A Hessian-Free Gradient Flow (HFGF) method for the optimisation of deep learning neural networks
Introduction
Deep neural networks (DNN) have wide applications in many research fields including autonomous driving Sallab et al. (2017), speech recognition Agrawal et al. (2019); Krishna et al. (2019), computer vision Bao et al. (2019), natural language processing Young et al. (2018), and bioinformatics Min et al. (2017). The performance of deep neural networks depends highly on the training process, which has been the focus of many recent research works Yan et al. (2019); Xu et al. (2019). The training of neural networks is essentially the optimisation of a complicated, non-convex loss function with respect to its parameters. Due to the large dimensionality of the input data, and the complicated functional forms of the DNNs, optimizations of DNNs to high precision and computational speed poses a serious challenge in modern applications.

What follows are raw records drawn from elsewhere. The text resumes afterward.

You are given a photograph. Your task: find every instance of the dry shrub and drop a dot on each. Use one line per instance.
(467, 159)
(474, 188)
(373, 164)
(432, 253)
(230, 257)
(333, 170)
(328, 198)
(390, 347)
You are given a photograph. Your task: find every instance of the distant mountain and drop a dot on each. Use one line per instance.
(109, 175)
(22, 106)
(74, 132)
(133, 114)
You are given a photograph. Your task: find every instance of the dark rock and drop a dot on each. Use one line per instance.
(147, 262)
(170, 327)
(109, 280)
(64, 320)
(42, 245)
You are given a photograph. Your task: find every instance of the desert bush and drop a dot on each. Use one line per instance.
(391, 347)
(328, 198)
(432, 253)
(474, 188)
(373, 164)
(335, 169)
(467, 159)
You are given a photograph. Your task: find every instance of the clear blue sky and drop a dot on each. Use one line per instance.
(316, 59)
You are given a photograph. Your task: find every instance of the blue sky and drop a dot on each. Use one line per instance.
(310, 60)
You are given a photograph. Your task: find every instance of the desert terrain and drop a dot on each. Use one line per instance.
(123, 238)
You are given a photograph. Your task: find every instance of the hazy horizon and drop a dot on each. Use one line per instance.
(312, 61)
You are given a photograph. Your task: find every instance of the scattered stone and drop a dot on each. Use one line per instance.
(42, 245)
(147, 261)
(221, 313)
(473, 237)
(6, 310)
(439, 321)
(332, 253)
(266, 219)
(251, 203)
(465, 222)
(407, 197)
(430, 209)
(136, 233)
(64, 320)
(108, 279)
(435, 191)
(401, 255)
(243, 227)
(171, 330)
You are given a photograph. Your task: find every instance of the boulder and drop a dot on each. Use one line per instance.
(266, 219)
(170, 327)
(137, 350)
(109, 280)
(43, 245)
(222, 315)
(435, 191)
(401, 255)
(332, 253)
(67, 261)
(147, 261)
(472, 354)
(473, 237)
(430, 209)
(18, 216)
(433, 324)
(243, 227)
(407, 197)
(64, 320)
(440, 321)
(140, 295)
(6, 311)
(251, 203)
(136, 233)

This is because there is increasing demands in both model dimensionality (number of input and output) and model complexity internal to the DNNs.
The optimisation methods of neural networks can be divided into two categories: stochastic methods and deterministic methods Le et al. (2011). Stochastic methods have been heavily adopted in industrial applications due to their lower computational cost and easy implementation Fouskakis and Draper (2002). Research into stochastic methods is still ongoing, since their inception six decades ago Robbins and Monro (1951); Jin et al. (2019); Wen et al. (2019); Denevi et al. (2019). From the most basic Stochastic Gradient Descent (SGD), a multitude of methods including SGD with momentum Ruder (2016), and SGD with adaptive learning rates Klein et al. (2009), have been developed. Stochastic optimisation methods are widely used in the hope of locating the global minimum by identifying the globally optimal tunings for its internal parameters. Since DNN models as objective functions are always non-convex in nature, finding the location of the global solution with increasing dimensionality in their parameter space is a combinatorially hard computational problem. The implementation of stochastic methods carry with it the advantage of simplicity. However, the disadvantage of stochastic methods is that its search direction often zig-zags and the minimum point reached is often not exact. Moreover, they offer no guarantee of global optimality, and cannot even determine if the point they converge to is a local minimum at the very least.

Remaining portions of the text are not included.